My last blog showed the results of using a deep convolutional neural network to apply different artistic styles to a photograph of cyclist. This article looks at the trendy topic of Generative Adversarial Networks (GANs). Specifically, I investigate the application of a Wasserstein GAN to generate thumbnail images of bicycles.
In the field of machine learning, a generative model is a model designed to produce examples from a particular target distribution. In statistics, the output might be samples from a Gaussian distribution, but we can extend the idea to create a model that produces examples of sonnets in the style of Shakespeare or pictures of cats… or bicycles.
The adversarial framework introduces an attractive idea from game theory: to create a competitive form of learning. While a generator learns from a corpus of real examples how to create realistic “fakes”, a discriminator (or critic) learns to distinguish been fakes and authentic examples. In fact, the generator is given the objective of trying to fool the discriminator. As the discriminator improves, the generator is driven to enhance the authenticity of its output. This creates in a virtuous cycle.
When originally proposed in 2014, Generative Adversarial Networks stimulated much interest, but it proved hard to make them work reliably in practice. One problem was “mode collapse”, where the generator becomes stuck, producing the same output all the time. However, this changed with the publication of a recent paper, explaining how earlier problems could be overcome by using a so-called Wasserstein loss function.
As an experiment, I downloaded a batch of images of bicycles from the Internet. After manually removing pictures with riders and close-ups of components, there were about 1,200 side views of road bikes (mostly with handlebars to the right, so you can see the chainset). After a few experiments, I reduced the dataset to the 862 images, by automatically selecting bikes against a white background.
As a participant of part 2 of the excellent fast.ai deep learning course, I made use of WGAN code that runs using Pytorch. I loaded the bike images at thumbnail size of 64×64 (training with larger images exceeded the memory constraints of the p2.large GPU I’m running on AWS). It was initially disappointing to experience the mode collapse problem, especially because the authors of the WGAN paper claimed never to have encountered it.
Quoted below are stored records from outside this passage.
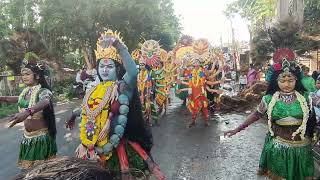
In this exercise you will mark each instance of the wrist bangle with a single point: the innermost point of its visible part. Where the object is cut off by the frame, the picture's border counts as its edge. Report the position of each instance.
(242, 127)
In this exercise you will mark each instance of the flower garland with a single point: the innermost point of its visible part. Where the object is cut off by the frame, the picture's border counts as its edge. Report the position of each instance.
(305, 110)
(34, 93)
(196, 77)
(94, 120)
(91, 125)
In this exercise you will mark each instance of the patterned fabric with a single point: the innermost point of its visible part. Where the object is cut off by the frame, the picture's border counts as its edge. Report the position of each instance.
(45, 94)
(292, 160)
(36, 148)
(135, 161)
(286, 161)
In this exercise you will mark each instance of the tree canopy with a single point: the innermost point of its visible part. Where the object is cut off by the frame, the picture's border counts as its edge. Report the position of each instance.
(69, 29)
(265, 40)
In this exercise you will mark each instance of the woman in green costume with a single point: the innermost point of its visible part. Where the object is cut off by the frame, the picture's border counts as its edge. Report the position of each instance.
(36, 111)
(287, 150)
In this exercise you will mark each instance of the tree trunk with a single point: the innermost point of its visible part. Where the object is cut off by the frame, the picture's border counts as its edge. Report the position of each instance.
(251, 46)
(86, 57)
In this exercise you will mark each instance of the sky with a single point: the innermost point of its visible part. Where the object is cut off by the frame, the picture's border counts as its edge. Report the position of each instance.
(205, 19)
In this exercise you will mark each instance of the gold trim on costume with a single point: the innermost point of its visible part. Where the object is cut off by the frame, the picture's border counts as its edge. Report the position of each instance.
(36, 133)
(285, 142)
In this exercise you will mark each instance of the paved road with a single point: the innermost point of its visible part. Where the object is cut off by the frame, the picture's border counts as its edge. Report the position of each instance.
(197, 153)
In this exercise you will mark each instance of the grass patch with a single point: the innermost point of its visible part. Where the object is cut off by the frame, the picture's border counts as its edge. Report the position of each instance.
(8, 109)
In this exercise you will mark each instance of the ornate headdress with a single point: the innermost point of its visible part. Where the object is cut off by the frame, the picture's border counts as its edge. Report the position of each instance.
(32, 61)
(136, 55)
(150, 51)
(163, 55)
(104, 48)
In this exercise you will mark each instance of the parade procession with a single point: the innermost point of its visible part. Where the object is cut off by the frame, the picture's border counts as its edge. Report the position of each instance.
(160, 90)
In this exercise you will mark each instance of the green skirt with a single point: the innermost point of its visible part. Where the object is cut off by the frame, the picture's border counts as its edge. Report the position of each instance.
(134, 159)
(36, 147)
(289, 161)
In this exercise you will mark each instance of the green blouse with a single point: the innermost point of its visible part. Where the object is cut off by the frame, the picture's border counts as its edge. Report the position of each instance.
(281, 109)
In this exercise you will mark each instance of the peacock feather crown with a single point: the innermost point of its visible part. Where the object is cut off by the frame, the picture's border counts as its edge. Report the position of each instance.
(104, 49)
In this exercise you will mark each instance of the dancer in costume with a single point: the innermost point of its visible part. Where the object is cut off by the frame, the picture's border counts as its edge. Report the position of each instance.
(112, 128)
(197, 101)
(215, 78)
(36, 111)
(145, 87)
(287, 150)
(152, 54)
(184, 47)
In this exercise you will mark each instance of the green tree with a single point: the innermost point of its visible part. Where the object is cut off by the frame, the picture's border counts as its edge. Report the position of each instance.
(70, 28)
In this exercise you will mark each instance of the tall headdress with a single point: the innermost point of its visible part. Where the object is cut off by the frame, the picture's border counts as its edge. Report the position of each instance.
(150, 51)
(104, 49)
(32, 61)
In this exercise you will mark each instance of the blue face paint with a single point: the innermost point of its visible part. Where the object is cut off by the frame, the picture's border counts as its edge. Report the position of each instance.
(107, 70)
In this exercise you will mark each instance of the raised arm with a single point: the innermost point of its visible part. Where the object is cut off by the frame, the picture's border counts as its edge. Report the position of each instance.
(130, 76)
(9, 99)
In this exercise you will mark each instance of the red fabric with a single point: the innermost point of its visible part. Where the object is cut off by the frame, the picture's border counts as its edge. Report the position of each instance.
(84, 75)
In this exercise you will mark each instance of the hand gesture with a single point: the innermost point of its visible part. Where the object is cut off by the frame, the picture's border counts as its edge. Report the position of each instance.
(18, 118)
(71, 122)
(231, 132)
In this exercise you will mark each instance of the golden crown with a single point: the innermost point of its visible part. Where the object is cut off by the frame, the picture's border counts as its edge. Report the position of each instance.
(104, 49)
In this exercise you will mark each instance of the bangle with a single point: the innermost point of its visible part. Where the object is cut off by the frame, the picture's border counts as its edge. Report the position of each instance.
(31, 111)
(243, 126)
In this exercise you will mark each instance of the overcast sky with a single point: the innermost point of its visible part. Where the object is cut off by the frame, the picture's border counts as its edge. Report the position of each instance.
(205, 19)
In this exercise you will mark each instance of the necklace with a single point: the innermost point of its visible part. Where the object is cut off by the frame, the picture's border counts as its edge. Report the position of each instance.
(287, 97)
(91, 114)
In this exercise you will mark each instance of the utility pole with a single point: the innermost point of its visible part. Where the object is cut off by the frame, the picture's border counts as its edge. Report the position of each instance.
(233, 46)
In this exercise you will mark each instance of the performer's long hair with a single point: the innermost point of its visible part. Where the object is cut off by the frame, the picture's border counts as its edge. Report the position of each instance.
(136, 128)
(48, 112)
(273, 87)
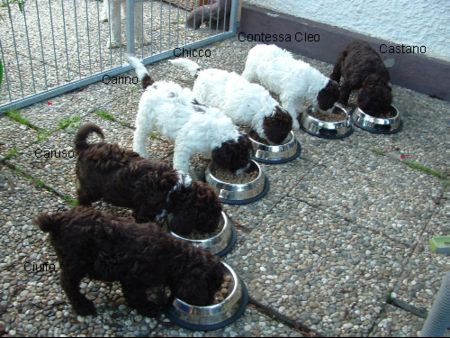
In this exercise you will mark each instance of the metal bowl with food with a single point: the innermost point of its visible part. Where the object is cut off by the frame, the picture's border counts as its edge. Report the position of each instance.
(226, 310)
(246, 188)
(219, 243)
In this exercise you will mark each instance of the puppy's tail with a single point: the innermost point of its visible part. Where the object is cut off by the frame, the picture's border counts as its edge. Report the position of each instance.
(141, 71)
(82, 135)
(192, 67)
(47, 223)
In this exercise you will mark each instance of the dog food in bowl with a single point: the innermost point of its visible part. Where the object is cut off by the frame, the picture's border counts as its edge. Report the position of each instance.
(229, 304)
(219, 242)
(227, 176)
However, speeding up the learning rate of the generator seemed to solve the problem.
Although each fake was created from a completely random starting point, the generator learned to produce images against a white background, with two circles joined by lines. After a couple of hundred iterations the WGAN began to generate some recognisably bicycle-like images. Notice the huge variety. Some of the best ones are shown at the top of this post.
I tried to improve the WGAN’s images, using another deep learning tool: super resolution. This amazing technique is used to solve the seemingly impossible task of converting images from low resolution to high resolution. It is achieved by taking downgraded versions of a large dataset of high resolution images, then training a neural network to reproduce a high-res version from the corresponding low-res input. A super resolution network is able to learn about certain properties of the world, for example, it converts jagged curves into smooth ones – a feature I’d hoped might be useful for making wheels look rounder.
Example of a super resolution network on real photographs
Unfortunately, my super resolution experiments did not lead to the improvement I’d hoped for. Two possible explanations are that a) the fake images were not low-res photos and b) the network had been trained on many types of images other than bicycles with white backgrounds.
Example of super resolution network on a fake bicycle image
In the end I was pretty happy with the best of the 64×64 images shown above. They are at least as good as something I could draw by hand. This is an impressive example of unsupervised learning. The trained network is able to use some learned notion of what a bicycle looks like in order to produce new images that possess similar properties. With more time and training, I’m sure the WGAN could be improved, perhaps to the point where the images might provide creative inspiration for new bike designs.